Hmmm, difficult to write about Adelaide as the things that make it a good place to be are also the things that make it dull! It is clean and well laid out with plenty of shopping and good public transport. The point of us being there was that as part of the train trip, we got two days touring the surrounding area and tasting wine from the most famous Australian regions.

Our first day was a tour of the McClaren Vale and Adelaide Hills. An intimate arrangement of Sarah and I, a German girl and our tour guide. It started out well, with a plate of local cheeses, and improved. The wineries were not any that we had heard of before, they were smaller scale and geared to what is know here as “Cellar Door”, that is tastings and direct sales, however at no time were we made to feel like we were being sold to, it was much more of a fun learning experience about Australian wine. We were having lunch in the toasty mid-day sun of a winery garden, when one of the groundskeepers asked us if we would move inside. Apparently a brown snake had been spotted in the garden. Australia has more poisonous (the really rather deadly sort of poisonous) critters per square foot than I care to mention, so we raced indoors. Once indoors I realized I was missing a photographic opportunity so I raced outside to watch a madman poke a deadly snake with a stick. We left the winery, full of lunch, but with a deadly and now rather angry snake still loose on the grounds. Later in the day we visited a small winery called Arranmore, where John, the owner and only employee talked to us in detail about the Australian winemaking process, and proving you don’t need to be a big company, or have vast amounts of equipment to make a good wine.

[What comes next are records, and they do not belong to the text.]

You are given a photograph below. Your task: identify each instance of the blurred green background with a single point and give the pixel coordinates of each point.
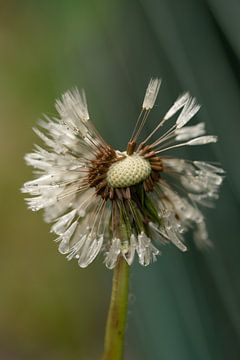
(185, 306)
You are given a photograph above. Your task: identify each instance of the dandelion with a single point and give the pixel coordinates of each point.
(124, 204)
(121, 203)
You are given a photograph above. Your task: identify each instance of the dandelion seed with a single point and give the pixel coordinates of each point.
(121, 203)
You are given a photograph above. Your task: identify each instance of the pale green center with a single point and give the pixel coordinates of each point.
(129, 171)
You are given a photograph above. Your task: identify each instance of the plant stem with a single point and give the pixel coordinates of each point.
(117, 314)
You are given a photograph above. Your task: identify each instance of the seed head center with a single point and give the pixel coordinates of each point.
(129, 171)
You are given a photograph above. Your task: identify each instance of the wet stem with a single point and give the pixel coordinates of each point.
(117, 314)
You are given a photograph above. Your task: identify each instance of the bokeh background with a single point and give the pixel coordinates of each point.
(185, 306)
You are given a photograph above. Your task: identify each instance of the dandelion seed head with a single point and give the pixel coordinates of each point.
(123, 204)
(129, 171)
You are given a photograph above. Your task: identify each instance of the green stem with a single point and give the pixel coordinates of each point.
(117, 314)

The second day, at the more famous Barossa valley was in comparison a disappointment to us. The wine making there is much more commercial, Sarah and I are very familiar with the first stop – Wolf Blass. The wines were excellent, but the tour group was much larger and the scale of the operation was intimidating. A wine highlight was a visit to some vineyards which may hold the worlds oldest shiraz vines, we even got to taste the amazing wine from these low yield plants. The true highlight was finishing the day in a helicopter over the vast and mostly empty valley where the sunburned Australian country can really be appreciated.

We had a free day in Adelaide before leaving for the Great Ocean Road. We visited some museums and enjoyed a low-key time in a small and manageable city. Sarah had a monster steak!

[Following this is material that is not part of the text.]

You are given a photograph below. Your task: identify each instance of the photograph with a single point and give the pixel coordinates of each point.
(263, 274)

I have started to notice, in Australia, that there is a paranoia here; every where there are signs saying that that you are being filmed, even in taxis which could pass as armored tanks. Shops routinely have signs saying bags will be inspected on leaving. I have never felt safer on any city streets, yet at the same time I have never felt more like a criminal! Bizarre!

This entry was posted in Travel. Bookmark the permalink. Follow any comments here with the RSS feed for this post. Trackbacks are closed, but you can post a comment.

Comments

  • Scott Blish

    Dec 12th, 2007

    Hey guys:
    On your way down the Main South Road as you headed towards McLaren Vale on the Fleurieu Peninsula, you might have noticed a turnoff for a place called Seaford about 5 km north of McLaren Vale. That’s where I used to live. 😉 I actually worked (as a completely illegal migrant worker, mind you) in one of the McLaren Vale-area wineries a little bit further down the peninsula, called Aldinga Bay. I definitely agree with you about the McLaren Vale wineries; they are extremely underrated as compared to the much-better-known Barossa Valley mainstays. Interesting to hear about your encounter with the brown snake, but down in that area it’s the redback spiders that are more likely to get you and make the rest of your stay extremely unpleasant. 😉 Just out of curiosity, where did you eat while you were in Adelaide, and did you get to see Rundle Mall at all?

  • We stayed on Hindley Street, so we were very close to Rundle Mall, and went there several times. It was really nice, especially as it was decorated for Christmas. We ate at the Pasta Palace, the Woolshed and Burp! We did enjoy Adelaide, but it’s true that it’s not cheap anymore!